This is a Dish that is good anytime of the Year. In the Winter it’s Warming, and Comforting, in the Summer it’s Energising and Uplifting. It’s also completely Versatile. Feel free to adapt and use what you have lying around in the back of your Cupboards. It freezes well, and tastes even better the next Day, so make a big Batch and Enjoy. This Recipe serves 8.
100 g dried Haricot Beans (or 200 g ready cooked Beans)
100 g dried Black Beans (or 200 g ready cooked Beans)
200 g Green Lentils
200 g Shredded Soy, (Soja Schnetzel)
120 g Red Onion, finely chopped
4 Garlic Cloves, finely chopped
20 g Ginger, finely chopped
1 Red Chili, finely chopped, with or without the Seeds
1 tsp Cumin Seeds
3 tbsp Olive Oil
1 tbsp Tomato Puree
200 ml Red Wine
1,2 kg Tin Tomatoes / Passata
1 tsp Sweet Smoked Paprika
1 tsp Hot Smoked Paprika
1/2 tsp Sugar
1 tsp Salt
1 tbsp Cocoa Powder
2 tbsp Olive Oil
Juice 1 Lime
1. If you are using dried Beans, soak them separately in Water overnight. The following Day, cover the Beans with cold Water, adding a few Cloves and Bay Leaves to the Water of the Black Beans, and a few dried Herbs (Oregano, Thyme) to the Water of the White Beans. Bring to the Boil and cook until they are soft. Do not add Salt to the Water as the Beans will take even longer to cook. When the Beans are ready, drain and rinse well with cold Water. Put to one side.

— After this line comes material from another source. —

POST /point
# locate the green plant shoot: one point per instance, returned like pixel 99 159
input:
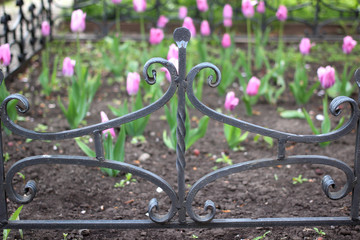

2. Following the Instructions on the Packet, prepare the shredded Soy (Soja Schnetzel). I use a Vegetable Stock with 1 tbsp Soy Sauce, 1 tsp Paprika, 1/2 tsp Salt, and 1 tsp each of dried Thyme and Rosemary.
3. Wash the Green Lentils and cover them with plenty of cold Water. Add a Bay Leaf and a good pinch of Cumin Seeds and bring the Water to the Boil. As soon as the Lentils are cooked, drain and rinse with Cold Water.
4. Once the Soy has absorbed all the Stock, take a large frying Pan and heat it until its very hot. Add a little Sunflower Oil and then add the Soy so the base is covered but the Pan is not over full (you may need to do this in batches depending on how big your frying Pan is). On a high heat fry the Soy until it has a lovely roasted brown colour. Taste and Season if necessary. Remove the Soy from the pan and put to one side.
5. Heat a frying Pan and add the Cumin Seeds. Roast until they are fragrant. Be careful that they do not burn. Once roasted grind to a fine Powder.
6. Take a large Saucepan, on a medium heat and add the Olive Oil. Add the red Onion and fry gently until slightly caramelised. Add the Garlic and Ginger and fry for a further minute. Add the Tomato Puree and fry until the colour has darkened and oil is released. Pour in the Red Wine, and allow to reduce down until all the fluid has evaporated. Add in the Tin Tomatoes, the ground Cumin, both smoked Paprikas, 1/2 tsp Sugar and Salt. Bring to the Boil and allow the Tomatoes to reduce down.
7. Once the Sauce has thickened, about 30 minutes later, add in the Beans, Lentils and Soy. Bring to a simmer again. Add in the Cocoa Powder, taste, and season to taste with Salt and Pepper. Finally add in the Olive Oil and Lime Juice, mix, and serve with Thyme Crème Fraîche.
Thyme Crème Fraîche
200 g Crème Fraîche
7 Stalks Thyme
Salt and freshly Ground Black Pepper
1. Remove the Thyme Leaves and finely chop. Add the Crème Fraîche to a bowl, season really well with Salt and Pepper and add the Thyme. Mix well.